# Which Instrument Should I Learn to Play Next?



## Sweetheartz22 (Apr 9, 2014)

Hey everyone,
Today, I was thinking to myself that I need to learn another new instrument to keep myself busy. I've already had a fair share of experience playing instruments. For instance, the piano, violin, french horn, mellophone, drums, trumpet, flute, xylophone, saxophone, and an ocarina. Now, my question is: which instrument should I learn to play next? I'm thinking either the guitar or a ukulele. What do you all think? What's your experience in learning how to play the guitar and/or ukulele? Thanks for all your answers!


----------



## sniperfreak223 (Apr 9, 2014)

The Otamatone. :V

I'd go with the guitar over the ukulele, but then again I'm a little biased.


----------



## Vukasin (Apr 10, 2014)

There's a huge lack of cellists in this fandom.


----------



## Hewge (Apr 10, 2014)

Violin!


----------



## KyryK (Apr 10, 2014)

We can't really tell you which instrument to get because we would just be listing our preferences. My advice to you would be to go to a local music store and see what they have. Pick up the mandolins, banjos, ukuleles, guitars, harps or whatever other stringed instruments are there (i'm assuming that you want to learn to play some sort of stringed instrument based on the OP) and play around with them for a while, see which ones you like playing the most.


----------



## Eggdodger (Apr 10, 2014)

KingoftheCats just said everything I was going to. See which you like. If you know your chords (your piano experience will help here), that'll be super useful for guitar. Also, to read some guitar music, you'll have to know what tabs are. It's a weird way of writing music to make it easier to read chords than traditional sheet music, but I honestly prefer the good ol' staff n' clef.


----------



## sniperfreak223 (Apr 10, 2014)

Vukasin said:


> There's a huge lack of cellists in this fandom.
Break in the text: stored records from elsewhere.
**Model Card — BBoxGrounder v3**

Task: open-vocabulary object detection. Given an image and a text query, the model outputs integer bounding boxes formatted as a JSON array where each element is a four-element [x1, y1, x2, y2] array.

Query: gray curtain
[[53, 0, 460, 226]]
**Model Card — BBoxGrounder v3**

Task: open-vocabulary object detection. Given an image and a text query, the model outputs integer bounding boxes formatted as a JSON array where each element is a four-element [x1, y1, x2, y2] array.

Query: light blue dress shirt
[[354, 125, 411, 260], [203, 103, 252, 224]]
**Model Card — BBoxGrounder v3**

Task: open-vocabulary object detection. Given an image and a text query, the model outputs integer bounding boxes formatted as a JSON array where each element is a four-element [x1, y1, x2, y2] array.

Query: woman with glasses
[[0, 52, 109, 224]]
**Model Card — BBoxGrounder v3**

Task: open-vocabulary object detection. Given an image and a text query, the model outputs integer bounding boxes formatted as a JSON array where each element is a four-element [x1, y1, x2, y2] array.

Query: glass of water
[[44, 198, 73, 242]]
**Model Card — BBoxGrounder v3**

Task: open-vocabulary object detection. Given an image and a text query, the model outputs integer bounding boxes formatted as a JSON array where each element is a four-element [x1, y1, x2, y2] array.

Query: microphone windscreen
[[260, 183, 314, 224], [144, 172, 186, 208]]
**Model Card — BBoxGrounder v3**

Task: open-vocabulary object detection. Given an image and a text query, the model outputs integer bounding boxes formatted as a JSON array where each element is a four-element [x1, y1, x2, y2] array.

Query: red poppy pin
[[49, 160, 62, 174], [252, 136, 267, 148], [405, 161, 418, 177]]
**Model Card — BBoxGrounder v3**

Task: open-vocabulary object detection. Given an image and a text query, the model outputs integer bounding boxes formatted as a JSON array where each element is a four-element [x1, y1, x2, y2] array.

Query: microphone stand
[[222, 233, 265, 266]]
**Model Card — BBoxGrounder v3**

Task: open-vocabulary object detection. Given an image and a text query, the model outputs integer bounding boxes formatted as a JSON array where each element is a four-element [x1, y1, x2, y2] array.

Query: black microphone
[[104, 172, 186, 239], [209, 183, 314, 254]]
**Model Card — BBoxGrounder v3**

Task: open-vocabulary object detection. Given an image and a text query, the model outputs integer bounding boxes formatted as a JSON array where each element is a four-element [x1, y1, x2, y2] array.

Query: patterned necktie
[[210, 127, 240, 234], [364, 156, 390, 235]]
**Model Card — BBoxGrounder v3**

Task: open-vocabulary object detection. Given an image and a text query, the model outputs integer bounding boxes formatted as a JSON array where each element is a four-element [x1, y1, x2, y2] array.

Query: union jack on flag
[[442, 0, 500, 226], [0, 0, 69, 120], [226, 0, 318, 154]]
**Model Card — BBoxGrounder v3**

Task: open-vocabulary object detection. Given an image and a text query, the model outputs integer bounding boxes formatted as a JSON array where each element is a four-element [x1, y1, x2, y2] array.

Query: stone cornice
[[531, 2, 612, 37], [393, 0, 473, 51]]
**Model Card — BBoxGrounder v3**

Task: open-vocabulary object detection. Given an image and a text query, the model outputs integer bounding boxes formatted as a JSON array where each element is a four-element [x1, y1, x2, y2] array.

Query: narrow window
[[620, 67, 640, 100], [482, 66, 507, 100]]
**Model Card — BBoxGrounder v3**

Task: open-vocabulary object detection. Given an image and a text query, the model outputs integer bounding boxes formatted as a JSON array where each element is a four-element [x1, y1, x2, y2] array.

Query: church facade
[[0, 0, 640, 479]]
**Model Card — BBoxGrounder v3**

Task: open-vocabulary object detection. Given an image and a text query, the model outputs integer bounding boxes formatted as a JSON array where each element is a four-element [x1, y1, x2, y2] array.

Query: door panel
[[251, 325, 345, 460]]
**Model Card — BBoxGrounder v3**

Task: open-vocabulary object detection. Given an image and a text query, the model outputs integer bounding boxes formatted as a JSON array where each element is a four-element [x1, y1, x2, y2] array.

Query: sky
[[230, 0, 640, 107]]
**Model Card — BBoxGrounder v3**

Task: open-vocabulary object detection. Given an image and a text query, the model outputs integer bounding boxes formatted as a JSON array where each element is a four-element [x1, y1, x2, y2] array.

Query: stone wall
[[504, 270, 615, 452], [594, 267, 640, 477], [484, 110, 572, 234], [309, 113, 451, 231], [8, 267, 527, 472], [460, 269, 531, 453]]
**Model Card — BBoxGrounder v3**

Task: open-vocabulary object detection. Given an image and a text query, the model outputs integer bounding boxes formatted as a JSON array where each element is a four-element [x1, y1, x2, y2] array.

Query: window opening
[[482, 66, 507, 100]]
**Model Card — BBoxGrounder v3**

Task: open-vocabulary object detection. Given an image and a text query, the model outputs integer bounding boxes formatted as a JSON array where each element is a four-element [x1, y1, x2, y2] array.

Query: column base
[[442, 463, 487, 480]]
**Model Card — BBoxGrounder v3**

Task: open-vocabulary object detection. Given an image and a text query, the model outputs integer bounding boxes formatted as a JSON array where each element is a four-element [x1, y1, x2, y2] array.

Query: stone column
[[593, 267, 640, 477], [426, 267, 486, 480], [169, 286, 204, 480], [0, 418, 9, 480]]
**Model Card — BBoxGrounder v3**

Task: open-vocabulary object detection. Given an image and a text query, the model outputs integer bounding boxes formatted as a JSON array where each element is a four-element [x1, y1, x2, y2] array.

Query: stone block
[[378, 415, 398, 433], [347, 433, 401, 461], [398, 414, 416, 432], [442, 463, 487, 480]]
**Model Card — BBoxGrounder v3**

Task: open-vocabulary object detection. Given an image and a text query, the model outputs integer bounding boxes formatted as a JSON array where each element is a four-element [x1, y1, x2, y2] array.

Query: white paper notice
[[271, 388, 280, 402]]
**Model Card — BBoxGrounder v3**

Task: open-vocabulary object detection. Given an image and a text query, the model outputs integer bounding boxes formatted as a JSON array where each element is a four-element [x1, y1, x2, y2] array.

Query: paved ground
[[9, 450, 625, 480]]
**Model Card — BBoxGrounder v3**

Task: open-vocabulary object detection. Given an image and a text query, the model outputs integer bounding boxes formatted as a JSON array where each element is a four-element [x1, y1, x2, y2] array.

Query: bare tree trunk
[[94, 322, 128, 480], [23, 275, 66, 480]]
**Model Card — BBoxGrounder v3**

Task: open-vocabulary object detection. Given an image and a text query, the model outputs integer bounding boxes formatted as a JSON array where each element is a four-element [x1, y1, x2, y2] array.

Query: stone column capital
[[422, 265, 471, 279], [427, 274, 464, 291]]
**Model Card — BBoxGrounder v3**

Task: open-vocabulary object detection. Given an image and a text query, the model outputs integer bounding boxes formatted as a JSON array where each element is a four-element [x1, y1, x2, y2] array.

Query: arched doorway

I am/was a cellist...and I played viola for a year in HS orchestra.


----------



## Kalmor (Apr 10, 2014)

Vukasin said:


> There's a huge lack of cellists in this fandom.


As a violinist/violist, this. XD


----------



## DeCatt (Apr 10, 2014)

OMNICHORD!


----------



## Eggdodger (Apr 10, 2014)

Kalmor said:


> As a violinist/violist, this. XD



I'd take it up, if I even knew where to start with this thing. I have a cello and no idea what to do with it... e.e


----------



## sniperfreak223 (Apr 10, 2014)

or if you wanna be an uber music hipster, take up the lute, the lyre and the harpsichord.


----------



## DeCatt (Apr 11, 2014)

Theremins are really cheap and really cool. Only $500 for the Moog.

[video=youtube;xcTPRjiCs6s]https://www.youtube.com/watch?v=xcTPRjiCs6s[/video]


----------



## Eggdodger (Apr 11, 2014)

Ooh! I love those! If someone ever got me a theremin, I think I would pledge my life to them or something. I'm not sure how I'd react with all of that excitement.


----------



## Furry Anarchy (Apr 27, 2014)

I would say play the guitar because im learning how to play it and its a lot of fun but the ukele would be easier to learn


----------



## Kellan Meig'h (May 14, 2014)

Bagpipes. 'Nuff said.


----------



## Wydo (May 14, 2014)

if your into some instrument that makes no sense then give the trombone a try!


----------



## RockerFox (May 14, 2014)

didgeridoo 

[video=youtube;j3a60_lwWjE]https://www.youtube.com/watch?v=j3a60_lwWjE[/video]


----------